Where else can a kid wander by, become intrigued, and right away start wrenching on a bike?  Will Venture have the organizational flexibility to offer “neighborhood adjusted pricing” to low-income residents as JB Hood did?  Will they hand someone wandering in with a broken brake cable a wrench and show this person how to fix their bike at no cost rather than ask a fee for labor that the person cannot afford?  I hope so.

The point for me, as a relative outsider to all this, is to look for truly community driven answers.  Change needs to happen within to be effective in the long-term.   This is not a claim that JB Hood was the “right” answer.  There is no such thing.  What they did provide, in their short tenure off of Broadway, was an interesting alternative, a dream for a community-driven bike industry in North Minneapolis.  A network of bike manufacturing, creative biking solutions, and everyday on the street engagement that would create lasting jobs and a bike culture that emerges from within.

While these biker’s dreams were certainly big, so are the underlying problems that destabilize communities like North Minneapolis.  Maybe these big dreams should be embraced?  If entrenched institutions like city zoning boards, churches, and granting agencies cannot change their ways then it will be up to creative residents, who may lack political and economic clout to put their support behind other alternatives.  JB Hood was a flash in the pan, but perhaps some of the ideas behind it have only just seen the light of day.



Note: The following paragraphs were published in the original version of this article.  In response to comments that put some of this information in doubt the decision was made to remove them from the body of the article.   The following distracted from the more important story about JB Hood bikes, but is being preserved below to maintain journalistic integrity.  Thanks, Aaron.

Venture is a non-profit group run by the Redeemer Center for Life, a church organization.  They formed part of a consortium of local organizations led by the Pohlad group, that may have bullied its way into a $350,000 federal grant that helped open the bike shop.  

In an initial application process it seemed an application from Major Taylor Bicycle Club, an African-American led bicycling club, was the favorite.  In what is still a confusing sequence of events the panel awarding the grant was dissolved and a new panel was formed, without any application from Major Taylor, who were being pushed by the city to collaborate with the Pohlad group.  This new panel awarded the grant to the Redeemer group.

The Major Taylor plan would have seen a two-story bike shop/coffee shop at the corner of Lowry and Penn, selling new and used bikes and bike accessories.  The first floor would have contained the shop and the second the mechanics area and a spinning studio.  They had a deal lined up with local parts distributor QBP, and were working to build strong connections with local community leaders who would help determine how to make the shop an asset to the community.

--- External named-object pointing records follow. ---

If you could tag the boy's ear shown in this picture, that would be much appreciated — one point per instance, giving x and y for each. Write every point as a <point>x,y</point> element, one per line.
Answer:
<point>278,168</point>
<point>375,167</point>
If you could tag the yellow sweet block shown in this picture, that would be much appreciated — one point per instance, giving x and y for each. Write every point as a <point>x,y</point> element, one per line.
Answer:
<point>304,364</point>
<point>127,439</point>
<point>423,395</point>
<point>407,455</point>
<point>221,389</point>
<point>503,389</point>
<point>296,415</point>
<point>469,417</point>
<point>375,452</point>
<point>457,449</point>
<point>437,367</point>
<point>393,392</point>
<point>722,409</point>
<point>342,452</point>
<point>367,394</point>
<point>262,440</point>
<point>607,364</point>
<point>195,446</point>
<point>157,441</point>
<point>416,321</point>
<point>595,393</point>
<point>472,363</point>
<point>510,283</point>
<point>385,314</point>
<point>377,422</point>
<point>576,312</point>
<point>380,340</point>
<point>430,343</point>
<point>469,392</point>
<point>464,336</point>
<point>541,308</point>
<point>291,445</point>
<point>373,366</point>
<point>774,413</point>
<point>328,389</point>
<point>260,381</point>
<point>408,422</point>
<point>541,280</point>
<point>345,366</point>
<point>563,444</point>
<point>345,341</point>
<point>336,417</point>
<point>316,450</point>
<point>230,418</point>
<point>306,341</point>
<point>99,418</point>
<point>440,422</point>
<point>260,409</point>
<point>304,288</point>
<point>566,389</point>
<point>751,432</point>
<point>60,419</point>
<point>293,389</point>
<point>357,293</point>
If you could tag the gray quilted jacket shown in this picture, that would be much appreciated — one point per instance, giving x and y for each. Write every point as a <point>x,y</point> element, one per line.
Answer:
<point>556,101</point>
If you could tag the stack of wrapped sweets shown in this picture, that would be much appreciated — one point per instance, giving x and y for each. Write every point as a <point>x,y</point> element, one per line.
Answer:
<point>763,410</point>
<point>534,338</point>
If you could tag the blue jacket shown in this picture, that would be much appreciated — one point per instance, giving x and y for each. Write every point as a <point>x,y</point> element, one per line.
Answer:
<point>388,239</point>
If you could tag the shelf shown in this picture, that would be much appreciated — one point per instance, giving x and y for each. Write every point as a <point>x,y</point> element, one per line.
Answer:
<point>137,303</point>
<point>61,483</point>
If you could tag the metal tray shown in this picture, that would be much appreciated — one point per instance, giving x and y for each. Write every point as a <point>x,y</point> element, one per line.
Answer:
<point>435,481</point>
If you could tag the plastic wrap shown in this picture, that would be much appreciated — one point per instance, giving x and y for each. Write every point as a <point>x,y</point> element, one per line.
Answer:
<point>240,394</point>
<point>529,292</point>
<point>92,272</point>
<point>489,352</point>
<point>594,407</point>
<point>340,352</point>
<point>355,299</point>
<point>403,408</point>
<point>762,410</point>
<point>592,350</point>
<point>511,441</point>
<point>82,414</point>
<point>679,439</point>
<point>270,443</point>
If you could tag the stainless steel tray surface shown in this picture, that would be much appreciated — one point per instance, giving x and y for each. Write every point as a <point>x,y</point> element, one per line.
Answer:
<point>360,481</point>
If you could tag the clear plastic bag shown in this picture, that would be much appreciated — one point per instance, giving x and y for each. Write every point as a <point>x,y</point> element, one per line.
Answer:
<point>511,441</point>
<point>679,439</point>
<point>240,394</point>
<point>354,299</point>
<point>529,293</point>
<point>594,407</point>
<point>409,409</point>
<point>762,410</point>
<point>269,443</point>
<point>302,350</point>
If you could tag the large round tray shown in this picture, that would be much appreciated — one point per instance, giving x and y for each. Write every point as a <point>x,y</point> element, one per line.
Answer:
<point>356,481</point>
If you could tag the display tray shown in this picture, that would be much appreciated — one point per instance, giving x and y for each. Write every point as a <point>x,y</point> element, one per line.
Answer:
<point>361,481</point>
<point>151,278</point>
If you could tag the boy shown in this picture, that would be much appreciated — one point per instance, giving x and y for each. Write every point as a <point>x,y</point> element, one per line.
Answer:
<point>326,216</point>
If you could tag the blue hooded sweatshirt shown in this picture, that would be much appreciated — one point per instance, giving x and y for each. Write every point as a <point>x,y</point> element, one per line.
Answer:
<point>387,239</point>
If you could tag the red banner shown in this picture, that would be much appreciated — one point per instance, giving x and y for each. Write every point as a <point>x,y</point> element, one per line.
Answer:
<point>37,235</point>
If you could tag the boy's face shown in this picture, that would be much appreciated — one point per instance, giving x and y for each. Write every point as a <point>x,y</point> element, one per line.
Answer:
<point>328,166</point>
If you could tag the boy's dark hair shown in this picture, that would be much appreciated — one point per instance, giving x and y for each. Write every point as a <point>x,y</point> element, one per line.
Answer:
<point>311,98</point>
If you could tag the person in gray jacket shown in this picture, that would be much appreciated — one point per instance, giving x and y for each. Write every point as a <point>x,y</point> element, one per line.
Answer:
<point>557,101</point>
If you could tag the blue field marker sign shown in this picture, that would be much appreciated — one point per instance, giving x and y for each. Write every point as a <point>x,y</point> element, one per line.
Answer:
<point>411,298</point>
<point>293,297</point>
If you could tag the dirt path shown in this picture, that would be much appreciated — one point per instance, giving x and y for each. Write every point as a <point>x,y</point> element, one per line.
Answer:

Amid all this controversy, few would argue that a bike shop on the north side is a bad thing.  What is concerning is the process in which a church group historically focused on charity was chosen over a long-established, community-led biking organization who would possibly be more connected to what local biking needs really were.

I spoke with the current President of Major Taylor Bike Club, Louis Moore, about the process and he confirmed the confusion, dissolving of the first panel, and subsequent requests from the city for Major Taylor to join forces with the Pohlad group.  They were worried however, that a collaboration like that would ultimately mean people from Pohlad running the show, with little input from Major Taylor and the three other community partners they were working with (Cultural Wellness Center, Emerge, and NEON).   Forced into this corner, Major Taylor decided to let it go and focus their efforts elsewhere.